The waiting room number screen changed again. Someone's name I did not know appeared in blue.

When the waiting room number screen changed again and someone else's name appeared in blue, I said, "You can leave now."

Grant's fingers flexed once beside his coat seam. "All right."

He picked up the water and the mints. I told him to leave the water; he put it back down, the mints still in his hand.

"Those too."

He placed them beside the bottle.

I did not say thank you, and he did not wait for it.

He turned toward the exit, stopped before the first chair, and looked back only far enough to find my face, not my folder. "I won't contact you about today."

"Good."

"If Gina needs anything signed, she can send it."

"Yes."

He left through the automatic doors, and the glass closed behind him with a clean rubber sound.

I stayed by the side table until the receptionist called the next patient, then picked up the water and the mints because leaving them would have made the room decide something for me.

They went into my bag beside the sealed envelope, not touching the medical folder.

At the nurses' station, the woman who had checked my blood pressure looked up. "Did you need something?"

I took the envelope out, its corner already bent in my bag.

"Could you give this to the man who was waiting? Grant Whitmore. No information, no discussion. Just the envelope."

She glanced toward the doors. "If he is still in the public lobby, I can hand him an envelope. I cannot say what it is."

"That is what I want."

"Do you want a note on the chart?"

"Yes. Copy provided by patient. No additional information authorized."

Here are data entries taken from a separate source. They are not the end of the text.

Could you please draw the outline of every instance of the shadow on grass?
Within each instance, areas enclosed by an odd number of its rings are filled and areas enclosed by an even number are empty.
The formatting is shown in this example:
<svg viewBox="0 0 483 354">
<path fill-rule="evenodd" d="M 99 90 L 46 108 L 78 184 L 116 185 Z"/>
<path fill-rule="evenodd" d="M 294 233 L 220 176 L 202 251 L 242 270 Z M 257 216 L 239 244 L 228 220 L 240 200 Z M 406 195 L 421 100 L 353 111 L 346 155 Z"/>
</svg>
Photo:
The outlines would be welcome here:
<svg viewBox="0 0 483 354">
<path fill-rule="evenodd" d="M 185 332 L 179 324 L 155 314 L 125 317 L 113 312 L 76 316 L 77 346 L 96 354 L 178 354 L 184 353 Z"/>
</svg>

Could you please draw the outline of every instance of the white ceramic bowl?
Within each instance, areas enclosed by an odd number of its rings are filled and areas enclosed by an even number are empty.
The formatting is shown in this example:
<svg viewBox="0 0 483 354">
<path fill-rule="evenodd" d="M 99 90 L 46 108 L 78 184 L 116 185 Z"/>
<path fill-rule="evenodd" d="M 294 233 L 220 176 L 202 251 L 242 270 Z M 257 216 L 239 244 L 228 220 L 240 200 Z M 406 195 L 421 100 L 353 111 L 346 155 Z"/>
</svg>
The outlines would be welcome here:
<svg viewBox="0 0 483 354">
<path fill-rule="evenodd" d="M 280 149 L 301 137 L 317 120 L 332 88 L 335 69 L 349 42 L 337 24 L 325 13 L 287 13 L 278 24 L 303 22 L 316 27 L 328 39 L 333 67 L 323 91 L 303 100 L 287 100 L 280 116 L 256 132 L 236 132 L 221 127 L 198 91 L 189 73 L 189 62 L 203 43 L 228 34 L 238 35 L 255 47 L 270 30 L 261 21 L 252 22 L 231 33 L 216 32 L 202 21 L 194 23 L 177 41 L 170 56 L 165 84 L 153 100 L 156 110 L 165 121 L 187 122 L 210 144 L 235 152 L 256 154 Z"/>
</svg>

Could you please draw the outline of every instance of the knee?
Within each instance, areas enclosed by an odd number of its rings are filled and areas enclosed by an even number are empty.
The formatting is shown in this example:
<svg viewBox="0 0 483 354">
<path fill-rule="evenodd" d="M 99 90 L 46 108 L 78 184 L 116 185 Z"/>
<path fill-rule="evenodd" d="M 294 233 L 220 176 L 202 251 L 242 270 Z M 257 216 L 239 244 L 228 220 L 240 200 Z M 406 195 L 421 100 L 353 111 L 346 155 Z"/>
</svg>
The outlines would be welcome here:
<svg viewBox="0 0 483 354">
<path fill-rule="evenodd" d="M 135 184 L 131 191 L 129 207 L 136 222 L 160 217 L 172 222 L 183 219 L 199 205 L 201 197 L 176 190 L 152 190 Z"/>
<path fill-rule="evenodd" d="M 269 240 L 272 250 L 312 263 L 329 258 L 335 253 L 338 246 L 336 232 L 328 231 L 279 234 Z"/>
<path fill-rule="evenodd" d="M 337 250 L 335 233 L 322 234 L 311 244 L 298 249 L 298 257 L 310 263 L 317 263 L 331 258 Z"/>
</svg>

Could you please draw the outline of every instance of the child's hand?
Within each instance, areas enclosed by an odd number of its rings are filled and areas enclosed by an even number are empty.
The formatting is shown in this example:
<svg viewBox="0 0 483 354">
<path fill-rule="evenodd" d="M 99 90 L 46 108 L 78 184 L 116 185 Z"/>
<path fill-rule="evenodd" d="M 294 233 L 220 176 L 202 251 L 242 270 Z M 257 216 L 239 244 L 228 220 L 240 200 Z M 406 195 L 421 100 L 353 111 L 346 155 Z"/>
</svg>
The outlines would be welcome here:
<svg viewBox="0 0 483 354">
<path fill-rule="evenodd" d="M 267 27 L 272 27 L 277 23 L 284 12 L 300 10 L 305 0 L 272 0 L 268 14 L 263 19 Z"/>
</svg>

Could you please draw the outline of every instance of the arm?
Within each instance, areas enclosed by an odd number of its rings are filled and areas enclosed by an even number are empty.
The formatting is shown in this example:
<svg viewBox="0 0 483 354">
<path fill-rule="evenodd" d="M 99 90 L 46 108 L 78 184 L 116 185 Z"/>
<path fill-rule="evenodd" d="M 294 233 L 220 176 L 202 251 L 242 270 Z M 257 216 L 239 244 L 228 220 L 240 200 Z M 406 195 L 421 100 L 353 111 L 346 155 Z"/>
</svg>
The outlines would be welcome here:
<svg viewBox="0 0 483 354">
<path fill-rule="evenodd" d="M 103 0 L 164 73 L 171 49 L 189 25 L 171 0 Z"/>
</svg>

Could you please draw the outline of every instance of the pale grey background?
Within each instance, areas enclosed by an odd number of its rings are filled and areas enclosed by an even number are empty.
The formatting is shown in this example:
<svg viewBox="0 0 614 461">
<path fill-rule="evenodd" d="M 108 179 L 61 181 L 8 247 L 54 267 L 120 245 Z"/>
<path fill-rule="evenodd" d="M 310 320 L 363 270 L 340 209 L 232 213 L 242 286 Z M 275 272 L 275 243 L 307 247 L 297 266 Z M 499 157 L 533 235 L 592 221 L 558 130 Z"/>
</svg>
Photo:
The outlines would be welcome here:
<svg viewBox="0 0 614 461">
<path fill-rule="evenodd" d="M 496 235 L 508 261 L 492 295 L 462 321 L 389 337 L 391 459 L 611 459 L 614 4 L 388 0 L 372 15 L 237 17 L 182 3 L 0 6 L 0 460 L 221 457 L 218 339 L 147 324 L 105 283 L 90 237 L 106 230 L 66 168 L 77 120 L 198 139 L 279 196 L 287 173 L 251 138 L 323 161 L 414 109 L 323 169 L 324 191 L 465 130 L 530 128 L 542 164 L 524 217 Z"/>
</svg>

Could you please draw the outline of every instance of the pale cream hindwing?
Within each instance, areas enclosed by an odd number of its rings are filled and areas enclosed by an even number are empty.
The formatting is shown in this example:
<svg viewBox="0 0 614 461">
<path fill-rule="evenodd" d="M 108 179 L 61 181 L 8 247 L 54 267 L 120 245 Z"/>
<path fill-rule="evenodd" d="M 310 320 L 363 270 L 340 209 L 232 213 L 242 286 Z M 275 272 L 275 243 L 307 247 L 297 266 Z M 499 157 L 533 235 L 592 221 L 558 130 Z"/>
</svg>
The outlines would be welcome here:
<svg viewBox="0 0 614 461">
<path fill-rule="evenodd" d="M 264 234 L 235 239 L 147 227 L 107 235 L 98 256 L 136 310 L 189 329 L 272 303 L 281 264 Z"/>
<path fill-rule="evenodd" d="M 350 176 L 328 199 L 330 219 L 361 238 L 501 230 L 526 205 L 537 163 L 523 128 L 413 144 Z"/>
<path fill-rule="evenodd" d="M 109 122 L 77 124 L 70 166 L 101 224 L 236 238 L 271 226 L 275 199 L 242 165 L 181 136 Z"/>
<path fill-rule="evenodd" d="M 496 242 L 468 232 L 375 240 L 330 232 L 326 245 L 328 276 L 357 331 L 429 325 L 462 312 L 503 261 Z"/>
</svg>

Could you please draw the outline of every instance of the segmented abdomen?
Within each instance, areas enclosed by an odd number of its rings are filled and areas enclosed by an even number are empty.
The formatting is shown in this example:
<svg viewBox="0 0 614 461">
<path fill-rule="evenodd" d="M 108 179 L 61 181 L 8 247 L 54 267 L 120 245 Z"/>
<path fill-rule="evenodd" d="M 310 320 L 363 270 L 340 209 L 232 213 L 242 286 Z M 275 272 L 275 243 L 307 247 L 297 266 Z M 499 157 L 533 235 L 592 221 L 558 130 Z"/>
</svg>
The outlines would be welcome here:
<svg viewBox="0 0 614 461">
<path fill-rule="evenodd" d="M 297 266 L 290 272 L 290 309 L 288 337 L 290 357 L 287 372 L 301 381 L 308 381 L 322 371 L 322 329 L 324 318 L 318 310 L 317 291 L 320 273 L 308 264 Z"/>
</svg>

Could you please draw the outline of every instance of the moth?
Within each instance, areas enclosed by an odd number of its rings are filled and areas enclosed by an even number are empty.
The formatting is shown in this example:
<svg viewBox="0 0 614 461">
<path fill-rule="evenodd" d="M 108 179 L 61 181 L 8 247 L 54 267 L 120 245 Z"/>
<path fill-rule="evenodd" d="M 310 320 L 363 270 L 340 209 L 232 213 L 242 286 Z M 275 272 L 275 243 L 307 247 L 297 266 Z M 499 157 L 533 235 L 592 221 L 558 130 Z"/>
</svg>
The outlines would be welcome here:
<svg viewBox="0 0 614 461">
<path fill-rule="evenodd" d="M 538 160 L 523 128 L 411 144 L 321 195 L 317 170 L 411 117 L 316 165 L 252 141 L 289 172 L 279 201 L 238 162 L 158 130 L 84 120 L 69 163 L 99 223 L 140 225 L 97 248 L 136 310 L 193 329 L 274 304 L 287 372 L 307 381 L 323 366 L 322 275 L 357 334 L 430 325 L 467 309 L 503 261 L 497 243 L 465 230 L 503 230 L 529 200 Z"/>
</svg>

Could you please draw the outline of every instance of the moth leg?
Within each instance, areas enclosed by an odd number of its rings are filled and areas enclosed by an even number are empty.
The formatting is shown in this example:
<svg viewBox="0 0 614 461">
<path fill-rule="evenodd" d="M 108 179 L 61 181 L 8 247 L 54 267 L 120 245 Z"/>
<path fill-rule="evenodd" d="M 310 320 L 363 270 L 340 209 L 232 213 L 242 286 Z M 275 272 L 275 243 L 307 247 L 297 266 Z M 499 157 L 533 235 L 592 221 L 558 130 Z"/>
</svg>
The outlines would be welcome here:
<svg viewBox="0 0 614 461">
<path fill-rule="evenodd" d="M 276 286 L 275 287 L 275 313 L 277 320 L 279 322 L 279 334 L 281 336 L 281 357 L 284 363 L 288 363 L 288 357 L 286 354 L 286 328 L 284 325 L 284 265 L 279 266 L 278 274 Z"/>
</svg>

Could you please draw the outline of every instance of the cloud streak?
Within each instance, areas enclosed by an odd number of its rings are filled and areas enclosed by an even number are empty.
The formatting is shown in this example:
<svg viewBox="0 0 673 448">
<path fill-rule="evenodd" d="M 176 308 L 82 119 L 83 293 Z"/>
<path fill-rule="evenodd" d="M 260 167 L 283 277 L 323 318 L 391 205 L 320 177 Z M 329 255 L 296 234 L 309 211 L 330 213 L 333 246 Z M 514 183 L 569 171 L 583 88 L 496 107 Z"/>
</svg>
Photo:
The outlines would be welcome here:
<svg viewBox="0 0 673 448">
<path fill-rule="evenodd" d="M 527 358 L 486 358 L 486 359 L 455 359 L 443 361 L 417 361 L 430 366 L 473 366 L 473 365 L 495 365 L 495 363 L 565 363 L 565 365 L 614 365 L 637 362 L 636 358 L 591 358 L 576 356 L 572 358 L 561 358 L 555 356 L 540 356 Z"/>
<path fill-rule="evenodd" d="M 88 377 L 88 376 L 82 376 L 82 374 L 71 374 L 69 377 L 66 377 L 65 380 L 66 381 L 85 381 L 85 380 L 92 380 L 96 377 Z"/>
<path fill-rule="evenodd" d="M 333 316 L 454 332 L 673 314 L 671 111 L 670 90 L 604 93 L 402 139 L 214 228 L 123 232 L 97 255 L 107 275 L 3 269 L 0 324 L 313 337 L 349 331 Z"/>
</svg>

She wrote it down exactly, and I gave her the envelope before I could make a ritual of it. The original images stayed in my folder. The copy went across the counter, light as paper and heavy enough to change the next room.

I left through the side exit by radiology. Outside, the wind moved along the brick wall and lifted the edge of my coat. I did not turn toward the main lobby windows. I did not wait to see whether he was still there, whether the nurse found him, whether he opened the envelope with both hands or one.

At home, I put the water bottle on the kitchen table and the mints in the drawer with crackers and ginger candies. The medical folder went back under the gray sweatshirt. The original ultrasound photos slid behind the communication restriction form.

In Nora's receipt notebook, on the next blank line, I wrote:

Copy given through nurse. No additional information authorized.

The pen paused after authorized, waiting for another sentence, and none came.